An epic bildungsroman from a Nobel Prize winner. Pamuk’s novel tells the story of “an Istanbul street vendor and the love of his life,” and it is said to feature a large cast of characters.

Looking at Pictures, Robert Walser, trans. Susan Bernofsky, Lydia Davis, Christopher Middleton (New Directions/Christine Burgin, October 20)

Even if the Walser rollout in America has cooled a bit, there’s no denying that each book has revealed itself to be a work of genius. Looking at Pictures — which features writing about Van Gogh, Cezanne, Rembrandt, and Brueghel, among other subjects — promises more revelatory wit and surprising aesthetic insight.

Slade House, David Mitchell (Random House, October 27)

Mitchell promises that his new novel, which apparently began as a series of tweets, will offer a robust imaginative world. It helps that it spans five decades and features some kind of haunted house.

Hunger Makes Me a Modern Girl: A Memoir, Carrie Brownstein (Riverhead, October 27)

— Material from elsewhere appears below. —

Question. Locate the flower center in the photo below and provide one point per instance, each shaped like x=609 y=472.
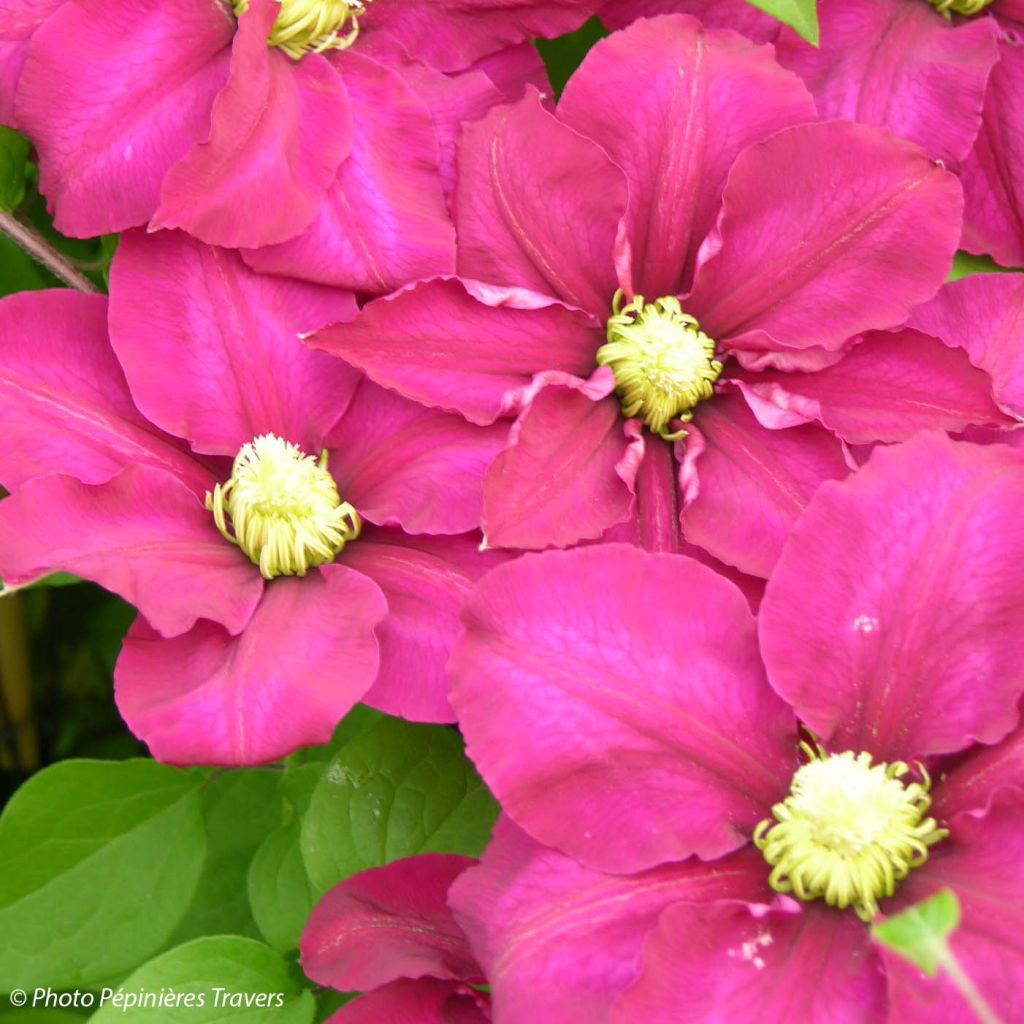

If it hits the right notes, Brownstein’s memoir could become a definitive document about independent music in the 1990s and 2000s, but it will almost certainly be a moving story about Brownstein’s life before, during, and after the rise of America’s greatest rock band.

The Givenness of Things: Essays, Marilynne Robinson (FSG, October 27)

Read this collection of essays on humanism, science, being, neurology, and theology not only for its intellectual depth and paradoxically calm polemical brilliance, but also because it allows you to wade in the mind of our most reliably great writer of fiction.

The Mare, Mary Gaitskill (Pantheon, November 3)

Gaitskill recently told New York magazine that she was worried The Mare would be considered too heartwarming until she asked a friend to read it. The friend told her it was the most depressing thing she had ever read. It’s hard to think of a better endorsement for a novel in 2015.

The Big Green Tent, Ludmila Ulitskaya, trans. by Polly Gannon (FSG, November 10)

Ulitskaya’s 600-page novel, set in a post-Stalin Soviet Union still ordered by the KGB, has been compared to the work of Tolstoy and Dostoevsky but sounds (somehow) more like Doctor Zhivago.